2) If you have decided to divide the write model from the read model there are various options that you can use to make them synchronized:
Every x seconds apply events from the last checkpoint (some solutions offer snapshot to avoid reapplying of heavy commands)
A projection that subscribe events and update the read model as soon event is raised
3) The only thing stored are the events. Infact we have an event-store, not a command store :)
Is database is useless? Depends! How many events do you need to reapply for take the aggregate to the current state?
Three? Maybe you don't need to have a database for read-model
The thing to grok is that the ONLY thing stored is the events*. The domain model is rebuilt from the events.
So yes, the domain model is memory transient as you say in that no representation of the domain model is stored* only the events which happend to the domain to put the model in the current state.

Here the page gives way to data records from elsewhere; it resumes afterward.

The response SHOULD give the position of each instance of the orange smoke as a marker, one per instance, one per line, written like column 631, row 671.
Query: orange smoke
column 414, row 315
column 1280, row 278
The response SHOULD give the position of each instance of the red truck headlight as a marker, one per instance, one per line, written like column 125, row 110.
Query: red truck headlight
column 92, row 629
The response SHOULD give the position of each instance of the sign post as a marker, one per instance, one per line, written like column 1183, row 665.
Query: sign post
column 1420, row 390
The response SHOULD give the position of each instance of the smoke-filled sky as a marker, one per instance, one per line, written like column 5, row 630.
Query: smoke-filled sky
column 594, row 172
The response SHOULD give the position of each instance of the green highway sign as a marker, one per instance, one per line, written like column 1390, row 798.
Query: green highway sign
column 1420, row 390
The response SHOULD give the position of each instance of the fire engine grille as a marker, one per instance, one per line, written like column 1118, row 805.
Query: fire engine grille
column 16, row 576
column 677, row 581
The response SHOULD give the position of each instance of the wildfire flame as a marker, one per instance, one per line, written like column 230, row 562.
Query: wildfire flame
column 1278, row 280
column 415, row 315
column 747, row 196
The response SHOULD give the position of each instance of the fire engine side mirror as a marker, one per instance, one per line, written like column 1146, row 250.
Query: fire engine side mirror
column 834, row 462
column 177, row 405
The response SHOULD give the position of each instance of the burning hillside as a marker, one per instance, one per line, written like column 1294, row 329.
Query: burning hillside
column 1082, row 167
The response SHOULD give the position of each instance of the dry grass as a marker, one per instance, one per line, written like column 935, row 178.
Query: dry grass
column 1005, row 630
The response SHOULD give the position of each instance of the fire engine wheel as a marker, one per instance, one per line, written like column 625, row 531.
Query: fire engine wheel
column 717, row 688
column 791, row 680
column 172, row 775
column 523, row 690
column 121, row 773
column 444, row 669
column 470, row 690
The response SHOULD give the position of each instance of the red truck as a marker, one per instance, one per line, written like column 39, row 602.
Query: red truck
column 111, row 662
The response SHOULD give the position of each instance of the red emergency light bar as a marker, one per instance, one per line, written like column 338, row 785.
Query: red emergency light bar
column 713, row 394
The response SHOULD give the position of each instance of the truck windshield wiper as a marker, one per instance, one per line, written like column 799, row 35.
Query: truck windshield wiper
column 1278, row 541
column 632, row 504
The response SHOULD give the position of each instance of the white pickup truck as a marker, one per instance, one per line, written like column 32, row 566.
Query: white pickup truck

When an element from the domain model is loaded what happens is a new instance of the element is created and then the events that affect that instance are replayed one after the other in the right order to put the element into the correct state.
you could keep instances of your domain objects around and subscribing to new events so that they can be kept up to date without loading them from all the events every time, but usually its quick enough just to load all the events from the database and apply them every time in the same way that you might load the instance from the database on every call to your web service.
*Unless you have snapshots of you domain object to reduce the number of events you need to load/process
Persistence of data is not strictly needed. It might be sufficient to have enough copies in enough different locations (GigaSpaces). So no, a database is not required. This is (at least was a few years ago) used in production by the Dutch eBay equivalent.